Fortinet firewall credentials for 74K devices stolen; Splunk RCE under attack

Here is an overview of the most compelling cybersecurity news, articles, interviews, and videos from the past week.

A significant security breach has exposed Fortinet firewall credentials for over 74,000 devices, posing a direct threat to enterprise networks worldwide. The leaked data, which includes administrative passwords and IP addresses, could allow attackers to hijack firewalls, pivot into internal systems, and deploy ransomware. Organizations using Fortinet products are urged to immediately audit their devices, rotate all credentials, and enforce multi-factor authentication to mitigate the risk of exploitation.
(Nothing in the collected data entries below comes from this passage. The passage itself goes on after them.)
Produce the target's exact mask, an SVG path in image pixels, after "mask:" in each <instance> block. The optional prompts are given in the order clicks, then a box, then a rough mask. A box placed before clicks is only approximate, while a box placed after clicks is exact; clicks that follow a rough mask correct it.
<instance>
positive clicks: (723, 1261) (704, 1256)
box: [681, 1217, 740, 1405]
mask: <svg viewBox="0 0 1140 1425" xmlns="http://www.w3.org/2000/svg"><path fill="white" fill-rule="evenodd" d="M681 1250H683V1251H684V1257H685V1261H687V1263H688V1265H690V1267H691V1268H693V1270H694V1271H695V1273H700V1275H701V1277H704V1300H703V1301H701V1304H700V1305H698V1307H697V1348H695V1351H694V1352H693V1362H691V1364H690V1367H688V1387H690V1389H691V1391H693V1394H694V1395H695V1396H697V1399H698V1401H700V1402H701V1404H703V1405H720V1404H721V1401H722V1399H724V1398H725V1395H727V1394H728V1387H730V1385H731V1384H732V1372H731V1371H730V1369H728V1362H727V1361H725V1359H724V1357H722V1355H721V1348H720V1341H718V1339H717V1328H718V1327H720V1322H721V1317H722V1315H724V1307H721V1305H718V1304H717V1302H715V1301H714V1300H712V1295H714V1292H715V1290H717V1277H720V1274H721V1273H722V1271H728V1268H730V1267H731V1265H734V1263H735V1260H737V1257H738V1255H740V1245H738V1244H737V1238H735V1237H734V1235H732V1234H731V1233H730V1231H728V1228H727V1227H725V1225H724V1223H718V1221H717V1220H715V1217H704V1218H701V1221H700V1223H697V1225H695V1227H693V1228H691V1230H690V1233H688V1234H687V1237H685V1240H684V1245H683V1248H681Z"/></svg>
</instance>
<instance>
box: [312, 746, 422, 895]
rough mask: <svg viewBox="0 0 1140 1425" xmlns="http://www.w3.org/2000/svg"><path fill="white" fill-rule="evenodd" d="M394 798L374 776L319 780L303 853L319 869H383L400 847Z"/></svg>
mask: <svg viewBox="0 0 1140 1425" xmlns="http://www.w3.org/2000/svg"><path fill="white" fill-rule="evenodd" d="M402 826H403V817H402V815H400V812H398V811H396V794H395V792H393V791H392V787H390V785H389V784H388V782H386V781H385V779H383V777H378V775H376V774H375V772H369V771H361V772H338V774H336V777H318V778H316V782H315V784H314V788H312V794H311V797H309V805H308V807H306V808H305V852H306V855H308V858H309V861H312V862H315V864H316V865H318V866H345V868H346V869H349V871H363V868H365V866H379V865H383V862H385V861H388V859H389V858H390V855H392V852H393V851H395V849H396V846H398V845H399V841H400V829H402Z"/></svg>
Meanwhile, a critical remote code execution (RCE) vulnerability in Splunk is now under active attack. Security researchers have observed threat actors leveraging this flaw to gain unauthorized access to Splunk instances. The vulnerability, which affects multiple versions of the data analytics platform, allows attackers to execute arbitrary code remotely. Splunk has released patches, and administrators are strongly advised to apply updates without delay to prevent system compromise.

In hardware security news, researchers have unveiled a novel hardware neural network backdoor that hides in plain sight. This sophisticated attack targets deep learning systems on edge devices, often relying on third-party-designed FPGAs and ASICs for performance. The backdoor is designed to remain dormant under normal operations but can be triggered by specific inputs, causing the neural network to misclassify data. This discovery underscores the growing risks in the supply chain for AI hardware, where malicious modifications can be nearly impossible to detect through conventional software scans.